While there's plenty of debate over how much you should tip for takeout — if at all, some customers now have found that they're asked to tip for everything from grocery store checkouts to mechanics. Even in situations where one might consider tipping, preset gratuity amounts may suggest higher than usual percentages, reports The New York Times. While apps like Square or Stripe offer options to select a custom tip or no tip at all, those alternatives are usually not as prominent as the predetermined percentages. Before you click the "recommended tip" (which is oh so easy), you may want to think twice about how much you actually want to tip.
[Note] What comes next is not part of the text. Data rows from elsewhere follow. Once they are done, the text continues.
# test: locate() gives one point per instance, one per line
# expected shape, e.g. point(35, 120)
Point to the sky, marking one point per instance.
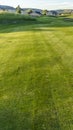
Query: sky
point(41, 4)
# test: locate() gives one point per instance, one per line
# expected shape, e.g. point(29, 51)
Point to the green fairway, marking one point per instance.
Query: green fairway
point(36, 74)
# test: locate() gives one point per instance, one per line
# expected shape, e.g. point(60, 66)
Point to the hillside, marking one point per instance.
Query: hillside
point(61, 11)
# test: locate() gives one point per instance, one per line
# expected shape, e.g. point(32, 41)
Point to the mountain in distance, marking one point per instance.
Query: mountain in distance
point(60, 11)
point(5, 7)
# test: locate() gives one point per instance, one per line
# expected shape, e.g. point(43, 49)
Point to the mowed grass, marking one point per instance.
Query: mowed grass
point(36, 75)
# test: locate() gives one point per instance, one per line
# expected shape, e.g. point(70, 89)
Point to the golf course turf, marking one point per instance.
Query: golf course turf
point(36, 74)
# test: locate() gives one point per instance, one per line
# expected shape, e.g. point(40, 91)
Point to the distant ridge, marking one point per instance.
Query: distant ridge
point(59, 11)
point(6, 7)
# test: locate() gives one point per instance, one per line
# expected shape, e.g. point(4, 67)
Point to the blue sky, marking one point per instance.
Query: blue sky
point(42, 4)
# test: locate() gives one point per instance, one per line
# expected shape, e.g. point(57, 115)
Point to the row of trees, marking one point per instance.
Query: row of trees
point(29, 11)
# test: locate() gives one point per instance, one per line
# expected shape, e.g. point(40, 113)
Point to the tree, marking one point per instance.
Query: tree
point(18, 9)
point(44, 12)
point(29, 11)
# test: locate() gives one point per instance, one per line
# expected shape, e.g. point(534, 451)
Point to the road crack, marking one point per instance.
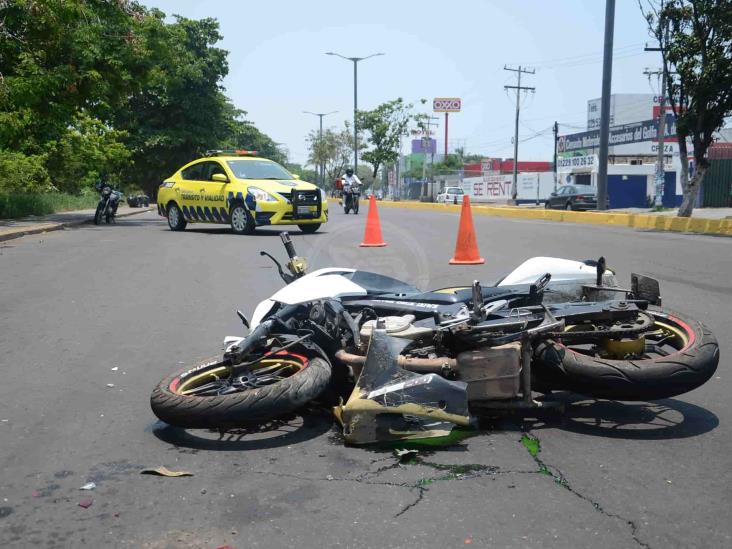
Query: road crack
point(533, 445)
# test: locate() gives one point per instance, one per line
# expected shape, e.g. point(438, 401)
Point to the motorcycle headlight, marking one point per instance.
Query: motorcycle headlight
point(261, 195)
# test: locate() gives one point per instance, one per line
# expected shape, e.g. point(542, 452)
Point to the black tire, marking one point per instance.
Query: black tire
point(176, 221)
point(99, 214)
point(241, 408)
point(241, 220)
point(310, 228)
point(559, 367)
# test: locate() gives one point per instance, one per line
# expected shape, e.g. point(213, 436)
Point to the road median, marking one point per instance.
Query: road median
point(26, 227)
point(649, 222)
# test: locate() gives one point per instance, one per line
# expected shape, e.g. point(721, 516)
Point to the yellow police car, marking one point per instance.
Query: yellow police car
point(240, 189)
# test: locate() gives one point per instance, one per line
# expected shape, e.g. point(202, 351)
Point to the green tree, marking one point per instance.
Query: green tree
point(384, 125)
point(695, 37)
point(335, 150)
point(180, 110)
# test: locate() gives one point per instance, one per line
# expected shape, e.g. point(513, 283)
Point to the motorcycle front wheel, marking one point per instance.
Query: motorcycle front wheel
point(675, 356)
point(206, 396)
point(99, 214)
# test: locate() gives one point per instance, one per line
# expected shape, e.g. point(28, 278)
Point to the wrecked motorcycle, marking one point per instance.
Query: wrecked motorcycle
point(420, 363)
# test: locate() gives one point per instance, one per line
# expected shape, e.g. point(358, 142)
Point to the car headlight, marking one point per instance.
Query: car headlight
point(261, 195)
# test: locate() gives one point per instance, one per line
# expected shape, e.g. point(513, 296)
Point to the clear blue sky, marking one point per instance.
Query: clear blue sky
point(277, 66)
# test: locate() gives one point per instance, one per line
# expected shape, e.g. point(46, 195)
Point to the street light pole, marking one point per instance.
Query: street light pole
point(355, 61)
point(607, 73)
point(321, 167)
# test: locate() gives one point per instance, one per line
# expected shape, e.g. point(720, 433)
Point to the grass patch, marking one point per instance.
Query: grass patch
point(14, 206)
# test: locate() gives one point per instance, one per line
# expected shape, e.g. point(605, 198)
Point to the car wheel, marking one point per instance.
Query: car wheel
point(176, 221)
point(242, 221)
point(310, 228)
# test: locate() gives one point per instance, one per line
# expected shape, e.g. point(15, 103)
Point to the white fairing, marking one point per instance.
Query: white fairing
point(319, 284)
point(568, 276)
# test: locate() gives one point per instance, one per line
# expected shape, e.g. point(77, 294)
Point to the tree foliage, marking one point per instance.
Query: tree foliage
point(695, 37)
point(385, 125)
point(335, 150)
point(91, 86)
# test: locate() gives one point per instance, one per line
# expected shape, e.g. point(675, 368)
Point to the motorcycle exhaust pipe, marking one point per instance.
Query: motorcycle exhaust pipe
point(443, 365)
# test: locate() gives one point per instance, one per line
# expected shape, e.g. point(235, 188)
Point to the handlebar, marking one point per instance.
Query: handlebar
point(289, 246)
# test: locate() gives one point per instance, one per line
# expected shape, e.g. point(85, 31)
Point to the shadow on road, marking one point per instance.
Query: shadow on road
point(659, 420)
point(272, 434)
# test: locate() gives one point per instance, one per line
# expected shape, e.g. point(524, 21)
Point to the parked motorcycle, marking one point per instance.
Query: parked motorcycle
point(108, 203)
point(420, 363)
point(351, 196)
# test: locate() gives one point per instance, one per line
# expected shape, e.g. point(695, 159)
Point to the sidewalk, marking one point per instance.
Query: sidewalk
point(14, 228)
point(712, 221)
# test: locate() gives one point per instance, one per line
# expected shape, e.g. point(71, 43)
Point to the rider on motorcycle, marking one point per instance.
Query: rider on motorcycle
point(351, 181)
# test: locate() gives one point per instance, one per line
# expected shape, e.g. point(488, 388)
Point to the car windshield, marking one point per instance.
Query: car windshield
point(258, 169)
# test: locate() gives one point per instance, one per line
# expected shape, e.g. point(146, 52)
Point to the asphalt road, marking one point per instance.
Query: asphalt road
point(139, 298)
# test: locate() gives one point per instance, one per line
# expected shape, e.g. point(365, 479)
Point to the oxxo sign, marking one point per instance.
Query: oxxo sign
point(446, 104)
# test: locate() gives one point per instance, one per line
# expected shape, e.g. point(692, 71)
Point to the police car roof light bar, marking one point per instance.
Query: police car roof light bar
point(231, 152)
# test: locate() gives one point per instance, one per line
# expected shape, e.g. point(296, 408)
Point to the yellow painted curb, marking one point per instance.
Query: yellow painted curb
point(635, 221)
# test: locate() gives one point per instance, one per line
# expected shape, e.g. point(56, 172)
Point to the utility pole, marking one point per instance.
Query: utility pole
point(556, 138)
point(321, 167)
point(607, 73)
point(432, 156)
point(519, 89)
point(660, 168)
point(355, 61)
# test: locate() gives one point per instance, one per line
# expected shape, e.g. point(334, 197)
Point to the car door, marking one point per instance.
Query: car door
point(214, 193)
point(555, 200)
point(188, 190)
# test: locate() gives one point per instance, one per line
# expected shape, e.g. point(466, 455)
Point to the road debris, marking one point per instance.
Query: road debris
point(405, 455)
point(165, 472)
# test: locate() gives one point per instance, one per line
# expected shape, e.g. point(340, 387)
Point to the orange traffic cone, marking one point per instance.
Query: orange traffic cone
point(372, 238)
point(466, 247)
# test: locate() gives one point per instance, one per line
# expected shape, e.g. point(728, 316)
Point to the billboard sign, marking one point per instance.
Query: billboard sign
point(446, 104)
point(425, 145)
point(647, 130)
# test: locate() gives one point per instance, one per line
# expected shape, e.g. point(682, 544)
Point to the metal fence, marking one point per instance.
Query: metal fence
point(717, 185)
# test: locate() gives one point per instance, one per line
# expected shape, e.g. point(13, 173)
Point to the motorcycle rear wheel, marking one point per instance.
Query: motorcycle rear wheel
point(286, 382)
point(680, 354)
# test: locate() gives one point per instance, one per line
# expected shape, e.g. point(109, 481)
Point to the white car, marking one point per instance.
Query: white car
point(451, 195)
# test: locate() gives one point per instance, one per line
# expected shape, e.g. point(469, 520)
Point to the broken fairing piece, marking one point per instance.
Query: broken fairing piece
point(165, 472)
point(390, 403)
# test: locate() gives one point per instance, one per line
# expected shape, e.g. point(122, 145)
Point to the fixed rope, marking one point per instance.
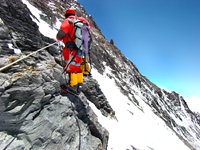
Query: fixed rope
point(33, 53)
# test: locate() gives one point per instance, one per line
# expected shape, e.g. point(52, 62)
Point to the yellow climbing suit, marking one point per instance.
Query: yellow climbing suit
point(85, 66)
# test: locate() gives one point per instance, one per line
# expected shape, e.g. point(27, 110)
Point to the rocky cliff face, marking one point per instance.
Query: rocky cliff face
point(33, 114)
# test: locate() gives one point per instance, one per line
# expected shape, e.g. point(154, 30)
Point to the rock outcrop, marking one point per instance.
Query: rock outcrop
point(33, 113)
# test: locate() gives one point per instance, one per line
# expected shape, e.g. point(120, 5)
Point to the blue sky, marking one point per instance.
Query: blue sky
point(161, 37)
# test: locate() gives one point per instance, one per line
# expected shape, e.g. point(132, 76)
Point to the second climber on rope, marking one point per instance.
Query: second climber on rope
point(74, 48)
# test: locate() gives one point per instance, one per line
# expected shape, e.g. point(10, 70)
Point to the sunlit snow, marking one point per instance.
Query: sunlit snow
point(139, 128)
point(142, 129)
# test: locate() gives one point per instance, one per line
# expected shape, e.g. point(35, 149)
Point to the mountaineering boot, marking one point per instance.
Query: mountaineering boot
point(73, 89)
point(79, 88)
point(69, 89)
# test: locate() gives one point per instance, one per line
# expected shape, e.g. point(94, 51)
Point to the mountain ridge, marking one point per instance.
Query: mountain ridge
point(168, 106)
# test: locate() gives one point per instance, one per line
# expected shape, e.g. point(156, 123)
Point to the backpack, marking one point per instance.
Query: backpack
point(81, 37)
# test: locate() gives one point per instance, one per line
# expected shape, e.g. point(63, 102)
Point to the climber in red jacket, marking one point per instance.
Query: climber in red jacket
point(72, 55)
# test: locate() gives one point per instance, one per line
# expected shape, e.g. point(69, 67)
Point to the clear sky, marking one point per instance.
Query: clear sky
point(161, 37)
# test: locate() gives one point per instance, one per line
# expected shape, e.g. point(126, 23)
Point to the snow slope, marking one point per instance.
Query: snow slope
point(141, 129)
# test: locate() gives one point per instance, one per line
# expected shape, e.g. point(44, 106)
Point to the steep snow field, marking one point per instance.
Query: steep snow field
point(141, 129)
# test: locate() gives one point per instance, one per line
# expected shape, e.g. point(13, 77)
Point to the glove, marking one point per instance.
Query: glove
point(60, 44)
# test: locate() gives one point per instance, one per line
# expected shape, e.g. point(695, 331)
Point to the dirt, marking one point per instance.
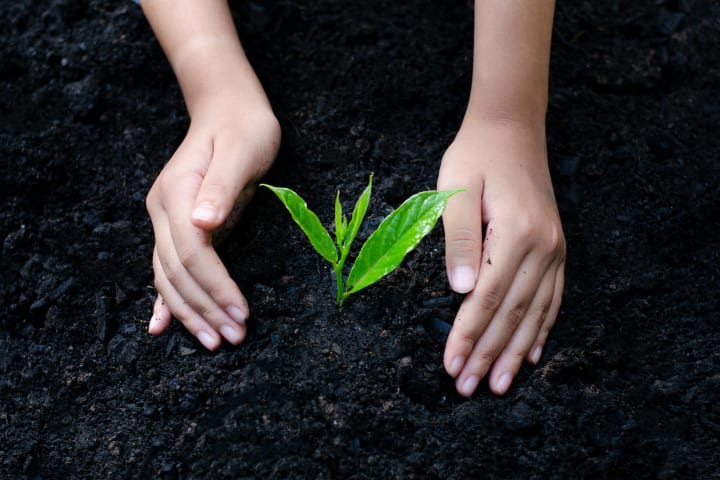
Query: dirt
point(627, 387)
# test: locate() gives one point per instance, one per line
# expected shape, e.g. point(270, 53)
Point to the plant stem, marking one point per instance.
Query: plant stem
point(339, 280)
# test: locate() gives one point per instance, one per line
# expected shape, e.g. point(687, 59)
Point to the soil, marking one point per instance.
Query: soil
point(627, 387)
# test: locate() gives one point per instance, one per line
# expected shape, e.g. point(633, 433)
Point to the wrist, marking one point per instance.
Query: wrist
point(216, 69)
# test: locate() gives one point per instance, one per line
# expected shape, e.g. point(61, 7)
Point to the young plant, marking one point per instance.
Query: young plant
point(398, 234)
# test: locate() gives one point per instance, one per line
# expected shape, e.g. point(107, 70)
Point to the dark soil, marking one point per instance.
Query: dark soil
point(628, 386)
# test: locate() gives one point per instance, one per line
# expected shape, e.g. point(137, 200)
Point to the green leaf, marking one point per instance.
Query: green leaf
point(340, 222)
point(358, 216)
point(396, 236)
point(308, 222)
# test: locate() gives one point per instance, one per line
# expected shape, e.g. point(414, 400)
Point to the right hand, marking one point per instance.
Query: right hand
point(198, 196)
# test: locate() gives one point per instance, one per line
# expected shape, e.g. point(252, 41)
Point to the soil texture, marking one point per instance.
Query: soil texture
point(628, 386)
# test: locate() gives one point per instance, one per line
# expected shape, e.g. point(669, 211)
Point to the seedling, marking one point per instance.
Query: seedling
point(398, 234)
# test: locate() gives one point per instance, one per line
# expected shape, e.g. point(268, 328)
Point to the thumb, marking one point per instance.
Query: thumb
point(226, 177)
point(462, 222)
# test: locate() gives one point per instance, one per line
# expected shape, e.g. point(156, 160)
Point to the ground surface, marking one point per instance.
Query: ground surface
point(627, 388)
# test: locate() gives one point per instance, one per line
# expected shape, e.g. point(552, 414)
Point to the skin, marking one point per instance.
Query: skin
point(513, 277)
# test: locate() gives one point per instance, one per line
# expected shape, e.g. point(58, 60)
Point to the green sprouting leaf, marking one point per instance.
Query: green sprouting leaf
point(340, 221)
point(396, 236)
point(358, 216)
point(308, 222)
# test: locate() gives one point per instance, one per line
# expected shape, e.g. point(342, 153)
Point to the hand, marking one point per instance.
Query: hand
point(514, 277)
point(198, 195)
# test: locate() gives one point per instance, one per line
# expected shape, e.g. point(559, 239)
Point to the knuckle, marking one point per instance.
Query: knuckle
point(490, 300)
point(525, 230)
point(483, 361)
point(463, 242)
point(553, 241)
point(216, 190)
point(540, 315)
point(514, 316)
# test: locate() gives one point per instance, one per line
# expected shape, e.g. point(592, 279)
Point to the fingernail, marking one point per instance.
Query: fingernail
point(206, 339)
point(462, 279)
point(504, 383)
point(470, 385)
point(536, 354)
point(205, 213)
point(230, 334)
point(455, 366)
point(236, 314)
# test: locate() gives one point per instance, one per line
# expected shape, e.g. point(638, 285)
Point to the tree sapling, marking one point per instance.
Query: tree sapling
point(398, 234)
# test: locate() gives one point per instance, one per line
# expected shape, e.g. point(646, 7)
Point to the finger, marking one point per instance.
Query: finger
point(503, 324)
point(229, 321)
point(462, 222)
point(537, 349)
point(161, 318)
point(479, 307)
point(510, 360)
point(234, 167)
point(194, 262)
point(192, 321)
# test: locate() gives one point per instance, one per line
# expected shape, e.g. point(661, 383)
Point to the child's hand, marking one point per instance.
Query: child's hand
point(514, 278)
point(199, 193)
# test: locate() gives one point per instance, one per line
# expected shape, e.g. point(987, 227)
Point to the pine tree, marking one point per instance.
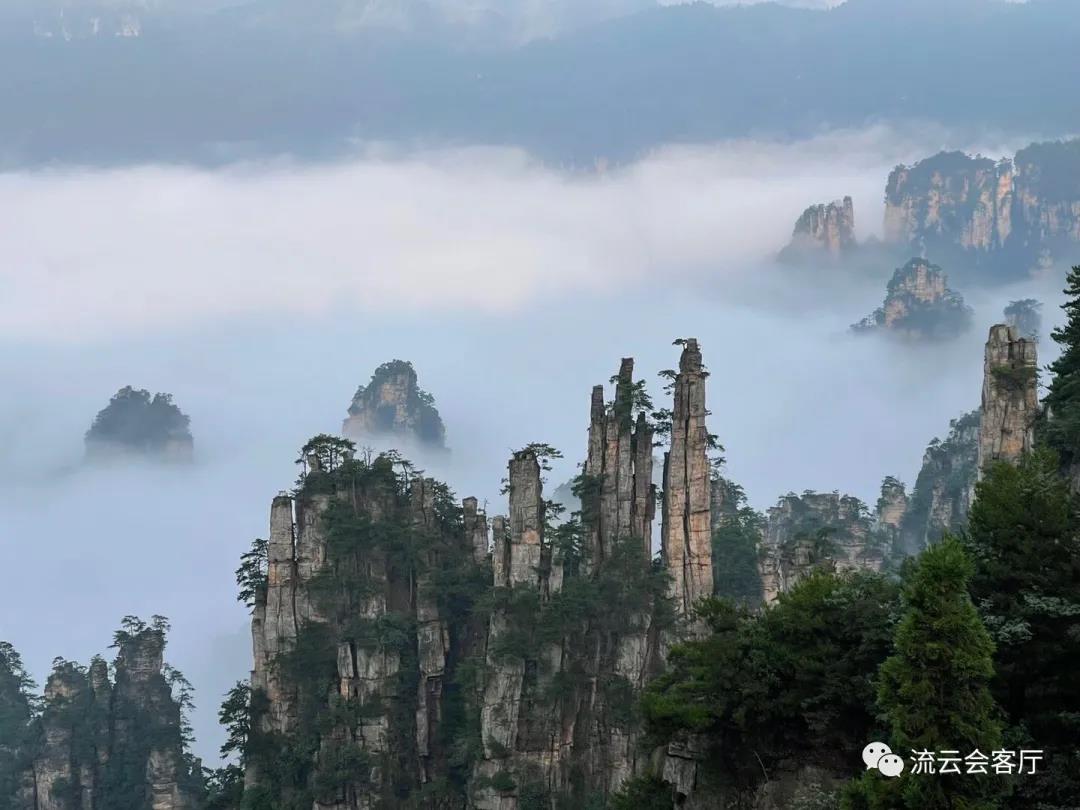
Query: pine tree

@funkshe TIPPING HAS GONE TOO FAR THIS TIME LMAO I AM NOT TIPPING TO BOOK MY OWN HOTEL ONLINE #economist #nyc #comedy #guilt #tippingculture ♬ original sound - funkshe
Restaurants and other businesses using a payment app can set the gratuity option to preset amounts — and many consumers add the gratuity to avoid an awkward exchange with employee should they decline to tip. Sometimes referred to as "guilt tipping," the trend particularly increased during the pandemic when many opened their wallets to show appreciation for front-line service workers. While the height of the pandemic has faded, the requests for tips seem to have only increased.
For some, the current tipping culture feels "out of control" and even "weird." Fortunately, there are plenty of ways to show your appreciation by tipping when you want and the amount you feel appropriate without feeling like you're being put in an awkward situation. For the next time the tip screen is offered to you, here are some, well, tips.
- Take a second. It's always a good idea to review a bill, and if you've never tipped for this service before, you may not want to start.
- Be prepared. If you know you only tip a hairstylist or other service worker a certain amount, be prepared if that number doesn't pop up on the "suggested gratuity" screen. If the payment is a set fee that you usually pay, look for the option to add a custom amount or bring the tip you expect to pay in cash.
- Research. If you're not sure what the industry standard is, or even if there is one, head to the internet. Chances are good there's been an article written with suggested guidelines (or even just complaints about customers who didn't give enough) for nearly every industry you're likely to encounter.